• Puerto Plata

    10. december 2025, Dominikanske republik ⋅ ☀️ 30 °C

    Der Großstadttrubel ist mir ungewohnt. Gestern Abend bin ich noch voll in die Rush hour gekommen und habe fast den Sonnenuntergang am Fort verpasst. Dafür war die Altstadt ohne Kreuzfahrtschiffe fast menschenleer und sehr ursprünglich. Kein Haus ist höher als drei Stockwerke.

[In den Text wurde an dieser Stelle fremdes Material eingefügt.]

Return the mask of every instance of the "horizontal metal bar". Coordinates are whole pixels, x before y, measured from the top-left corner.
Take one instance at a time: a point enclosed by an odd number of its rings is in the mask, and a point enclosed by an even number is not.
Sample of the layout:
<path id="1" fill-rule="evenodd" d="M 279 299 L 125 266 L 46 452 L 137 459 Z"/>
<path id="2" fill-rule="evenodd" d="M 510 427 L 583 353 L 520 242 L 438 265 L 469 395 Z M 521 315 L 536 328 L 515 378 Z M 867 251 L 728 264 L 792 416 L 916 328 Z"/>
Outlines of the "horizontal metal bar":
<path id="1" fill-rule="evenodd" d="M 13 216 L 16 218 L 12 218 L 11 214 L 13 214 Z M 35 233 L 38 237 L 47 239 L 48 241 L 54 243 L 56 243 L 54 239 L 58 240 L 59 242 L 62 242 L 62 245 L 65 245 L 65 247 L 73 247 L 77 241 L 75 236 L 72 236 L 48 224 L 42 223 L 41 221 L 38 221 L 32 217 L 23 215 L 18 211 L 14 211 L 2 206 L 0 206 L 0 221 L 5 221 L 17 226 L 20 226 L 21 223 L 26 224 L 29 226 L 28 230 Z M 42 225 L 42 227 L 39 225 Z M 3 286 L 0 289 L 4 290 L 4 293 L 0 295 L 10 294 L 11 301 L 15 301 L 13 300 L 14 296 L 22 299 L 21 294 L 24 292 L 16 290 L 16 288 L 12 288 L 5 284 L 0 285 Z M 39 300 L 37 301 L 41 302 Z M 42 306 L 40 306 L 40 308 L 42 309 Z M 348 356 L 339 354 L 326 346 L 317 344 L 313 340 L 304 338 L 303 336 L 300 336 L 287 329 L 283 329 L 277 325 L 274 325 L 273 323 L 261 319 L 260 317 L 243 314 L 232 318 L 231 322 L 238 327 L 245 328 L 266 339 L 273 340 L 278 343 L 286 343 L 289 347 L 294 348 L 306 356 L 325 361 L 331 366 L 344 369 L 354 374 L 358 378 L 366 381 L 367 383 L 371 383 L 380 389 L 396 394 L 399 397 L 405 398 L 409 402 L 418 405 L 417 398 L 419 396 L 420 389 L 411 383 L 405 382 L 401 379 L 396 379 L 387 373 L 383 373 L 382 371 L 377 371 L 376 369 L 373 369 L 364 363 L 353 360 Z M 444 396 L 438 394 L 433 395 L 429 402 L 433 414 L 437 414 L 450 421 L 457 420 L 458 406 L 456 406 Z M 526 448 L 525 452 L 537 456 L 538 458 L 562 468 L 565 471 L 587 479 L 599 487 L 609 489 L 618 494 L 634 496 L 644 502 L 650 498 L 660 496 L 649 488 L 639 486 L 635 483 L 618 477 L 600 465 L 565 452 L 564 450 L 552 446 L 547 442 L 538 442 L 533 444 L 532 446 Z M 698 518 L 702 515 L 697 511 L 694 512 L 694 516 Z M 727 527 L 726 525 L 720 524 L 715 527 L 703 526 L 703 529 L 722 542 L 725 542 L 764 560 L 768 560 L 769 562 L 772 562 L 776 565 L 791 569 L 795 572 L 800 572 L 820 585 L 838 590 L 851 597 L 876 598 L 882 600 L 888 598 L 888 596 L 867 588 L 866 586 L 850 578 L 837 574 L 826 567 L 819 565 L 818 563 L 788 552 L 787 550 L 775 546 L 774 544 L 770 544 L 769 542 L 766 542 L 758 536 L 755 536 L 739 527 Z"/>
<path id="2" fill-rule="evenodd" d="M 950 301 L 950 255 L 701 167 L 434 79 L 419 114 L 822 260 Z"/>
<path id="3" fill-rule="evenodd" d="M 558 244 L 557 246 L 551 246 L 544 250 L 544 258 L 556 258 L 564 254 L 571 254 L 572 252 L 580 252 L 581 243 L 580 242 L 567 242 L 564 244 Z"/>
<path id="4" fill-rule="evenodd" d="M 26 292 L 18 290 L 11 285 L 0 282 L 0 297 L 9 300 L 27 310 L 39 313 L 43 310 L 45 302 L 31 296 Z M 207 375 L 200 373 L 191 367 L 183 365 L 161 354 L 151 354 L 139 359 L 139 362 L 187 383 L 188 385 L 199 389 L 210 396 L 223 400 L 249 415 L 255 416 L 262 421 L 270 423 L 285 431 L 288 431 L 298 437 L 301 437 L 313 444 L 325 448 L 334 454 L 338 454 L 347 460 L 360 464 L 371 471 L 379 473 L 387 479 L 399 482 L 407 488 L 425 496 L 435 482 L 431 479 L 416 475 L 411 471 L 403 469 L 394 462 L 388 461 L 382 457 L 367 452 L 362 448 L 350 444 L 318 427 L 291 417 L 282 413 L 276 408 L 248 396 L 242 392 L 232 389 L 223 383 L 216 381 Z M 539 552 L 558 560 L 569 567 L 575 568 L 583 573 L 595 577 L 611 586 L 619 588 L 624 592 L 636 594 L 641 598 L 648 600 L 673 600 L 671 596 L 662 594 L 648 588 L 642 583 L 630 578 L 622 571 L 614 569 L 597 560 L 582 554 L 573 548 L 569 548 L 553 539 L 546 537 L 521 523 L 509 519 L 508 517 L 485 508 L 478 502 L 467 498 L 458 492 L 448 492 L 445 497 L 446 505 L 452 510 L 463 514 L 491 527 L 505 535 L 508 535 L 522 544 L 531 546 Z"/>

Wohl auch dank dem dass der Hafen immer noch viel Industrie anzieht und die All-inklusive Resorts nach Punta Cana weiter gezogen sind. Hier sind alte Holzhäuser hingegen nicht nur Fassade. Die Agrarwirtschaft in der Dominikanischen Republik beruht fast ausschließlich auf Zuckerrohr und Tabak. Beides wird dann in Puerto Plata verarbeitet. Silber, woher der Name stammt fand man hier nie ausgiebig weshalb der spanische Eroberungszirkus denn auch vor 500 Jahren nach Costa Rica weiterzog. Was bleibt ist der Rum den ich schon früh am Morgen ausgiebig verkosten darf.

    In 1992 kam einst ‚Jurassic Park‘ in die Kinos. Deren wichtigster Grundbaustein, DNA von Urzeittieren stammt aus einem Bernstein den man hier aus Puerto Plata als Requisite erhalten hat. Darauf ist man in der Stadt bis heute besonders stolz. Der Bernsteinabbau erfolgt hier nicht am Meer sondern unterirdisch in gefährlichen Minenschächten und seit einem Unglück alles wieder per Hand. Im hiesigen Bernsteinmuseum geht man ca. 50Millionen Jahre zurück. Neben Blüten, Ameisen und Spinnen hat man mittlerweile auch ganz besondere Stücke gefunden. Stabheuschrecken und sogar einen Salamander. Mehr Urzeit geht nicht!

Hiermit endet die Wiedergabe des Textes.